OSWorld is the flagship benchmark for computer-use agents. Since its release, the field has optimized along a single axis: task success rate. OSWorld-Human (arXiv:2506.16042) introduces an orthogonal, previously ignored dimension: temporal efficiency. This is the first systematic study of end-to-end latency on this benchmark.

The baseline observation is stark: tasks humans complete in a few minutes take **tens of minutes** for the best current agents. This is not an implementation detail — it is a hard usability barrier.

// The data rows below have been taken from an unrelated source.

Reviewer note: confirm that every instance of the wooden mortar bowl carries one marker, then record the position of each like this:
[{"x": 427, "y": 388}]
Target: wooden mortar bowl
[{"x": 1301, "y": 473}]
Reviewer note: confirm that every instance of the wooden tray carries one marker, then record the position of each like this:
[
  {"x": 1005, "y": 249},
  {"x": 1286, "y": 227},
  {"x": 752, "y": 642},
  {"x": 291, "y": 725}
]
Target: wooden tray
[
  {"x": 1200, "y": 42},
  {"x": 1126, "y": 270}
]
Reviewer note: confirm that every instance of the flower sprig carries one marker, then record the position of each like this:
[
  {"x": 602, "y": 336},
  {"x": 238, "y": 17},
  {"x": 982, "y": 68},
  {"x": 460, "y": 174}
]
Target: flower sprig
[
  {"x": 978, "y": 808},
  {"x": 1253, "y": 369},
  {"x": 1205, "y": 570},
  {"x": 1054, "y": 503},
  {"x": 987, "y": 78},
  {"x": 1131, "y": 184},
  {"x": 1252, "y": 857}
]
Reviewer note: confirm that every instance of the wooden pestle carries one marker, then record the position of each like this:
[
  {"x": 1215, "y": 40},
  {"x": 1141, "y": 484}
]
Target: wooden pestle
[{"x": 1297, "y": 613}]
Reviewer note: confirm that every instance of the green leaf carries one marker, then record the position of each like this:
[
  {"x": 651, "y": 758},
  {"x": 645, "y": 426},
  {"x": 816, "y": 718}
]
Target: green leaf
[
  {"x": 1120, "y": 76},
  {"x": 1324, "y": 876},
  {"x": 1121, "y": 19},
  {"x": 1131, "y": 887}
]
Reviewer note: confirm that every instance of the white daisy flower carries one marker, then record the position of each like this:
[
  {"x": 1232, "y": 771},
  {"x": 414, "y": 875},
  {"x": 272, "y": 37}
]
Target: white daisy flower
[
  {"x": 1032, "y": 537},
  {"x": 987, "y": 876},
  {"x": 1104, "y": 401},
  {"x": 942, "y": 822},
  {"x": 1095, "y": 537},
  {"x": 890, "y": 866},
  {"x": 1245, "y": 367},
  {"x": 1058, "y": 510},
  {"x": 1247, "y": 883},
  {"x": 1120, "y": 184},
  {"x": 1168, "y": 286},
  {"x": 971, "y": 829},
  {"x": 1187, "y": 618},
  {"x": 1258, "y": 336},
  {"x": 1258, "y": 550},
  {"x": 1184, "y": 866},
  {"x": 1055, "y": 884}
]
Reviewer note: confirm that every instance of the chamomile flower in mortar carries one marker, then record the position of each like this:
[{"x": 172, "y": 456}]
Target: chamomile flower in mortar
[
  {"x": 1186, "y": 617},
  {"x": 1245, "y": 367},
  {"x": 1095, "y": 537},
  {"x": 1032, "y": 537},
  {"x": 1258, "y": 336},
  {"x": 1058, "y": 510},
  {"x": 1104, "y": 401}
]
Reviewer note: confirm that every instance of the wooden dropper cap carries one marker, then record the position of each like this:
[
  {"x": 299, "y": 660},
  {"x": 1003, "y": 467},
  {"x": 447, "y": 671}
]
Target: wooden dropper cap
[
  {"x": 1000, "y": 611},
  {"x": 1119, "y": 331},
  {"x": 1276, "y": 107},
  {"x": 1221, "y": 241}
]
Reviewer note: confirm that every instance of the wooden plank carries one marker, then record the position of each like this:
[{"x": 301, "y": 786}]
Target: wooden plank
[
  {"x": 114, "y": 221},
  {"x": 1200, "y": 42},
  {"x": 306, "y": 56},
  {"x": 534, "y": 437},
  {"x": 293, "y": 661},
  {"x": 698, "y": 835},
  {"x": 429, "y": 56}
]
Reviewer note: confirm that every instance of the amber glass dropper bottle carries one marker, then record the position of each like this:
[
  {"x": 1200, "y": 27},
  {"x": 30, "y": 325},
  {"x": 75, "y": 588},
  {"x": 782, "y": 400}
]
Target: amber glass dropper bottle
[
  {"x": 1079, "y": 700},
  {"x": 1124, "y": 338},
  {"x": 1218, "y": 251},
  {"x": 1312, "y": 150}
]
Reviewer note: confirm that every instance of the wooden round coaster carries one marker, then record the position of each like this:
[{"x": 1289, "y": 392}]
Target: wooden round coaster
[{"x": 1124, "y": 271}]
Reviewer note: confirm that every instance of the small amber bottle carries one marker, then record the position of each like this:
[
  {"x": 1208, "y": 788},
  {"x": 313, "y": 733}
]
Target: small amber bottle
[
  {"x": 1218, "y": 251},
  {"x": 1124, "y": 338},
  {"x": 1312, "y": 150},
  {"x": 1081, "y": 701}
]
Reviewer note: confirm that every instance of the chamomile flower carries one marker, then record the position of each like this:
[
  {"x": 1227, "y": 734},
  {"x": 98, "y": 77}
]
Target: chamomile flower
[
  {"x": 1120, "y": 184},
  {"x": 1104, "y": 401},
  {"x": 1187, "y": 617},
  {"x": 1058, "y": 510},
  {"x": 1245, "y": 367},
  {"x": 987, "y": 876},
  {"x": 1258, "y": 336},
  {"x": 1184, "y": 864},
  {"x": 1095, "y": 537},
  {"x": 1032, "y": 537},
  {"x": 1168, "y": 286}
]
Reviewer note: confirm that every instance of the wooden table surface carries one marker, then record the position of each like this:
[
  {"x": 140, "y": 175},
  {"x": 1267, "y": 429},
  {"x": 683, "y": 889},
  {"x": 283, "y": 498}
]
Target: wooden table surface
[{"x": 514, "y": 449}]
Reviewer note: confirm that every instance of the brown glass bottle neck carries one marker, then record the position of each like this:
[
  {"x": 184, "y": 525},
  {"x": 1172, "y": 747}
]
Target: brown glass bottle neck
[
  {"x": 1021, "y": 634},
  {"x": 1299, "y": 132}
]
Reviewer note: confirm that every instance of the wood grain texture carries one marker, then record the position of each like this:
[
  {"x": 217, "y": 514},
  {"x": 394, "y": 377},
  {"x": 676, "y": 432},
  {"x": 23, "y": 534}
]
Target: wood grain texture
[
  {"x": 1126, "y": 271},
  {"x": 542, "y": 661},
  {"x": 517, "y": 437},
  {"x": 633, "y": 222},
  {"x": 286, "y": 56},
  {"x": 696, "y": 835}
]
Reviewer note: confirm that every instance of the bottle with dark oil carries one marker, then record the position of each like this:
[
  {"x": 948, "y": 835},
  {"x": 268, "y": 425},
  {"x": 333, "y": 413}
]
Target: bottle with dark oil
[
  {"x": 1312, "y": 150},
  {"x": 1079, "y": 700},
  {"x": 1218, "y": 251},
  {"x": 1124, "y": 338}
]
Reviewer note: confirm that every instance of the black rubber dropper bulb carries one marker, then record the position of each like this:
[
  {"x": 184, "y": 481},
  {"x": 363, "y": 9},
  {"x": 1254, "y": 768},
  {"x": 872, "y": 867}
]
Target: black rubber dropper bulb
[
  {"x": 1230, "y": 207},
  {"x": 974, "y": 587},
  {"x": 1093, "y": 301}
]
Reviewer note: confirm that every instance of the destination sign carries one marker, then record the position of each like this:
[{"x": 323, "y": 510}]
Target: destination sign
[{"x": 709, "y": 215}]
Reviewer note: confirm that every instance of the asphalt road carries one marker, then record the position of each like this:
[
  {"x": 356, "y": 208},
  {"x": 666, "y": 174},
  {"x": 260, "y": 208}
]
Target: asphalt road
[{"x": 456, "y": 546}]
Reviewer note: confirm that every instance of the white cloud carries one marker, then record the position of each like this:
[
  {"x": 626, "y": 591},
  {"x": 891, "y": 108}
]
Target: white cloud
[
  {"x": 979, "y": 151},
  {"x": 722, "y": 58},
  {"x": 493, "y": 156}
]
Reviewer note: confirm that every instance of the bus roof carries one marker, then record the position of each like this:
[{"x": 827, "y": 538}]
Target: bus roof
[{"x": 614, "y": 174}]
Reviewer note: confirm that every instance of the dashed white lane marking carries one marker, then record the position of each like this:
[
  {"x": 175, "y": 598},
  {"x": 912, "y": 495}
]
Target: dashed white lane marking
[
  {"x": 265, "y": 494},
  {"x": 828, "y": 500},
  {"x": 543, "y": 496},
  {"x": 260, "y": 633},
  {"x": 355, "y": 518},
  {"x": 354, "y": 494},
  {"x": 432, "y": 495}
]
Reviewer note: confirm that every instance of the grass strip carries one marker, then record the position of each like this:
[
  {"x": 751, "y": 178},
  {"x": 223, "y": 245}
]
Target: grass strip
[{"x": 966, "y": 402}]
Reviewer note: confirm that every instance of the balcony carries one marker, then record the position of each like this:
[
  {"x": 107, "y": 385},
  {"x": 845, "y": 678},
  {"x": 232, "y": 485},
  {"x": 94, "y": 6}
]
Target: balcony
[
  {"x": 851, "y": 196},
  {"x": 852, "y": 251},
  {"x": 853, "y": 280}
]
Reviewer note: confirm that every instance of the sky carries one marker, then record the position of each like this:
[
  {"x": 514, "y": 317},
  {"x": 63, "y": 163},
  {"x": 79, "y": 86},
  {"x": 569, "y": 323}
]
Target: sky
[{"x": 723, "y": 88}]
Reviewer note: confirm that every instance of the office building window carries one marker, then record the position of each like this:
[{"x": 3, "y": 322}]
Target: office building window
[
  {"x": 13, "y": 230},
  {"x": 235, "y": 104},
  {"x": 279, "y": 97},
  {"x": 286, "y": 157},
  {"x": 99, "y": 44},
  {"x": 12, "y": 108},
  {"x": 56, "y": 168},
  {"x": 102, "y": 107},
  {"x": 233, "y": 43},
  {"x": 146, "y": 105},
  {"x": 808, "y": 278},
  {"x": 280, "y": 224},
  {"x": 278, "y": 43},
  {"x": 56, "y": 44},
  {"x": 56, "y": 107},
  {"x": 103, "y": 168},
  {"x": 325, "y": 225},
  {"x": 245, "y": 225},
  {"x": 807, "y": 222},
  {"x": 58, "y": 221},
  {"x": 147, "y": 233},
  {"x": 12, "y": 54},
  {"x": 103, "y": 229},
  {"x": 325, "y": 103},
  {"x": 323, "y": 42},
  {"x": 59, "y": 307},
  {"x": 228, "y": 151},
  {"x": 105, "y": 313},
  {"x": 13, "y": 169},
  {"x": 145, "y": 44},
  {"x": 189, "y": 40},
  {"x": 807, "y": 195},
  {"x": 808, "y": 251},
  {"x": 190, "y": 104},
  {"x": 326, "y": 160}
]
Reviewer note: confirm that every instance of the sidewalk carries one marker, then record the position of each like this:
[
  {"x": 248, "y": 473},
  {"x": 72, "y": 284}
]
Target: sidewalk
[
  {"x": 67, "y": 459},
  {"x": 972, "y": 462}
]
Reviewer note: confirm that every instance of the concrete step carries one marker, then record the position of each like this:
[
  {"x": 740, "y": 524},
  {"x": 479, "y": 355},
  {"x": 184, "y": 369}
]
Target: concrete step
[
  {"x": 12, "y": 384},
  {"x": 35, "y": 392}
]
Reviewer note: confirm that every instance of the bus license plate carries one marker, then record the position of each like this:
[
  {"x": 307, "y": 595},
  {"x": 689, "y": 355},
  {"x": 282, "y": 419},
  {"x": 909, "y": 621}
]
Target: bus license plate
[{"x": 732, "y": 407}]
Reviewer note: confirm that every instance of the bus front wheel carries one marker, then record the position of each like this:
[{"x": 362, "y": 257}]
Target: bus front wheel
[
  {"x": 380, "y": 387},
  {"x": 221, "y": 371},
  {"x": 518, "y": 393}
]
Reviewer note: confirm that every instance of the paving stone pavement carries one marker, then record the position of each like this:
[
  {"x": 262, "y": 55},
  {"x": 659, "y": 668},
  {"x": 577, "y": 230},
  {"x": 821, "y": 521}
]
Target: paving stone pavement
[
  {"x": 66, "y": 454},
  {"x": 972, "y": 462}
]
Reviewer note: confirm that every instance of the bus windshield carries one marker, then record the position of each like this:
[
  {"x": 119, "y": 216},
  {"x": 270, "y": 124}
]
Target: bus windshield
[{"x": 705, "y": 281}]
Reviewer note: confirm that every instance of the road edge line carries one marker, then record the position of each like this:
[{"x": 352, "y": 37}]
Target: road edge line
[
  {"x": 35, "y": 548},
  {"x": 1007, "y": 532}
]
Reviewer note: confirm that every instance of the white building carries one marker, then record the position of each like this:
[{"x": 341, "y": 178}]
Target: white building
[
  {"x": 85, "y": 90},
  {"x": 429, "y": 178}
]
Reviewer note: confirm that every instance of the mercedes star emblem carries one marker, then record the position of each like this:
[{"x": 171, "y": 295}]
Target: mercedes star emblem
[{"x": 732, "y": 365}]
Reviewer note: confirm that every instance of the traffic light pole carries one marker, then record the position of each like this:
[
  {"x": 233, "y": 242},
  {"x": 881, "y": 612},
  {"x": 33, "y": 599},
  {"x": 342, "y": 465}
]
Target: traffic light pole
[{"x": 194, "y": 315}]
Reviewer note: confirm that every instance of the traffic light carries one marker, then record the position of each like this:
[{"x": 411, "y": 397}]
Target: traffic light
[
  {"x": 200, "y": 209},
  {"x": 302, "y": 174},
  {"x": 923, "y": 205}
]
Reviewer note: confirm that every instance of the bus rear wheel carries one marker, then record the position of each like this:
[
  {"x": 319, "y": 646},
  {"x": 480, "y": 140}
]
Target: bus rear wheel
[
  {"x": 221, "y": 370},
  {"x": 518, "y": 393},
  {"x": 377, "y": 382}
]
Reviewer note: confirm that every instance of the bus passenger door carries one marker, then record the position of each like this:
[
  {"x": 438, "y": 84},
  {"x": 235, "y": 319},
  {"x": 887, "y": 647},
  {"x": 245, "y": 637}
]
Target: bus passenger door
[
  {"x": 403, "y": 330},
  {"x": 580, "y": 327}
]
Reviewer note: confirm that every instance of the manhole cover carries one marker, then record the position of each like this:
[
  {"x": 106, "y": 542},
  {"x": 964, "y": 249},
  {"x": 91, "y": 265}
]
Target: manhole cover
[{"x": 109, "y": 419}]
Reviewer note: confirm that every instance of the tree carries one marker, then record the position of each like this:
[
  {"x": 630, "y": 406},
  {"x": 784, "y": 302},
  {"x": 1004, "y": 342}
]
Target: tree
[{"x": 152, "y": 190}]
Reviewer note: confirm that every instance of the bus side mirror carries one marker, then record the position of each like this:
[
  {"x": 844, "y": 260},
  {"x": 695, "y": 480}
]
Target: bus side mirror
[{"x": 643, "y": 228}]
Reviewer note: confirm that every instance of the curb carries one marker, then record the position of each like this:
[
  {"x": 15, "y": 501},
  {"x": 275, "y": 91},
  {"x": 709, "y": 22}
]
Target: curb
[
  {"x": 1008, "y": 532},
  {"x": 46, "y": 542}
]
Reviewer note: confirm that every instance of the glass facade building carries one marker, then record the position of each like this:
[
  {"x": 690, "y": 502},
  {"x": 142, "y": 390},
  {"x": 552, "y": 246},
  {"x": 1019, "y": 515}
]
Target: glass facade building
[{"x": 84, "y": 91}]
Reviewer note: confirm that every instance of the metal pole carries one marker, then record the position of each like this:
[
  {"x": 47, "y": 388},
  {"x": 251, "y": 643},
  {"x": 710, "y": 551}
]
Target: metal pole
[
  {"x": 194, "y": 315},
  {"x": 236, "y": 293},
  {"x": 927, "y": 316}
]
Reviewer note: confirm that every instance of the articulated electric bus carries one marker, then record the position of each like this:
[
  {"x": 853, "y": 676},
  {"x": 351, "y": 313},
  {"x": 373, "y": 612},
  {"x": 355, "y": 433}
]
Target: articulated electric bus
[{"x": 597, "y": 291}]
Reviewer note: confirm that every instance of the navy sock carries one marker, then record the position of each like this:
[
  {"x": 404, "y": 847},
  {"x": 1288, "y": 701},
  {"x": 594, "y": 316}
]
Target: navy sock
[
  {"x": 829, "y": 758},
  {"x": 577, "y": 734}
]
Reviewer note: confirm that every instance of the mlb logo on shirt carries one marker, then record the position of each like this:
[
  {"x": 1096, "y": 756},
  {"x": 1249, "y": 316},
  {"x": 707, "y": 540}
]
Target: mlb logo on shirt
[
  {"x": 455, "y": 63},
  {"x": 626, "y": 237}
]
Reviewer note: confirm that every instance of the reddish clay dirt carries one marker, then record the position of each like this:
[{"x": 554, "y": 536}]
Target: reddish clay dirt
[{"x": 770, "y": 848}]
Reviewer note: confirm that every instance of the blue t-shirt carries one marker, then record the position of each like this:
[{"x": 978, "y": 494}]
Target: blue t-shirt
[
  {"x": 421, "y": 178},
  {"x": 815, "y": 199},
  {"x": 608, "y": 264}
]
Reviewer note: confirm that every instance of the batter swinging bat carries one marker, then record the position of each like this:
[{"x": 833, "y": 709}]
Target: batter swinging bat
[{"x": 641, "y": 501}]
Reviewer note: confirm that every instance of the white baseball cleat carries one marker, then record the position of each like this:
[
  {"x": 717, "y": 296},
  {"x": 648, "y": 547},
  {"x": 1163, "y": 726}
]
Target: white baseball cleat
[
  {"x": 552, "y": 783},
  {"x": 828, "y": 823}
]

### 2. The numbers that matter

**Step overhead**: the 16 evaluated agents require **2.7 to 4.3× more steps** than the optimal human trajectories manually annotated in OSWorld-Human. Even the most efficient agent in the cohort nearly triples the number of required actions.

**Progressive degradation**: each successive step takes **3× longer** than steps at the beginning of a task. This is driven by context accumulation in LLM calls — as trajectories grow longer, prompts grow larger, and inference becomes more expensive. It is a quadratic effect masquerading as linear.

**Identified bottleneck**: large model calls for **planning, reflection, and judging** account for most of the total latency. The interface actions themselves (clicks, keystrokes) are cheap — the synthetic cognition between each action is what dominates.

### 3. What OSWorld-Human concretely contributes

The manually annotated dataset provides, for each OSWorld task, a human reference trajectory. This enables two things the original benchmark did not support:

- **Measuring relative efficiency**: agent-steps / human-steps ratio, independent of task success or failure. - **Identifying over-navigation patterns**: where agents diverge from optimal paths, which task categories generate the most detours.

Before this work, no structured human baseline existed on OSWorld. Rigorous latency comparisons were impossible.

### 4. Implications for practitioners — and who loses

**For agent-building teams**: the reflective loop architecture (plan → act → reflect → re-judge) is the primary culprit. Reducing the number of LLM calls per task — through more direct policies, aggressive caching, or smaller models for judging steps — is now a quantifiable research direction.

**For model providers**: computer-use agents are a regime where per-token latency and long-context cost directly degrade user experience. Models optimized for batch throughput are poorly suited to this interactive setting.

**Direct losers**: systems that maximized OSWorld scores by stacking reflection and verification passes. An agent with 70% success but 4× too many steps is not production-deployable. Success rate alone was an incomplete compass — teams that over-optimized on it will need to rearchitect.

**Potential winners**: approaches that favor short, deterministic trajectories — agents trained by imitation on short human trajectories, or architectures without explicit reflection loops. OSWorld-Human now provides exactly the training data needed for this kind of approach.

The core signal: optimizing solely for benchmark success rate without latency constraints produces unusable systems. OSWorld-Human imposes a dual constraint — do it right *and* do it fast — which finally matches what real-world deployment actually requires.